It’s the day before Pesach, a day when you’ve got to get all the bread out of your house, and you’ve got to cook for the sedar that night, and a day, apperantly, when you have to get up and see sunrise.
So. I got up this morning and put on my running duds to go running, not to see sunrise, but just because that’s what I do. I got up a bit early because these days it’s important to get to the library for 9:30. I was running at about 7:15 and crossed Spaniards Road (at the top of the hill in Hampsted), to go into the heath, and passed a small group of heredi boys (real Jews, wearing black hats and curls and suits and gosh knows) and thought that was odd, this early near Hampstead Heath. Hampstead is next to Golder’s Green, which is one of about three Jewish ghettos in London, but still, what are they doing up here?

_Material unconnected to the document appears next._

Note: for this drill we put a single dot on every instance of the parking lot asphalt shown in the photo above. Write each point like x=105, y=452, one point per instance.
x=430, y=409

I then rounded the corner, wearing my short-ish running shorts and t-shirt with a giant star of David and the words “Shalom from New York” printed in white, into a group of about 500 black-hat, curl having men and a few women with a thousand children each, singing to the sun. They took up the whole enterance to the heath (there were really about 500, it was probably sort of all the heredi minions from Golder’s Green together), and it was ackward to run through them. Everyone else I passed this morning in the heath looked dazed and bemused.
They also seem to have set up two seperate fairs in the heath, one at the top (near the Jews) and one at the bottom, nera Belsize Park and Hampstead Heath overground line. What’s with the fairs?
Anyway, so the day started with Jews and farris wheels, and will be the library until I must go to work, and will be work until I must go help Mrs. Hirsch make Passover food. These are the adventures to be had in London.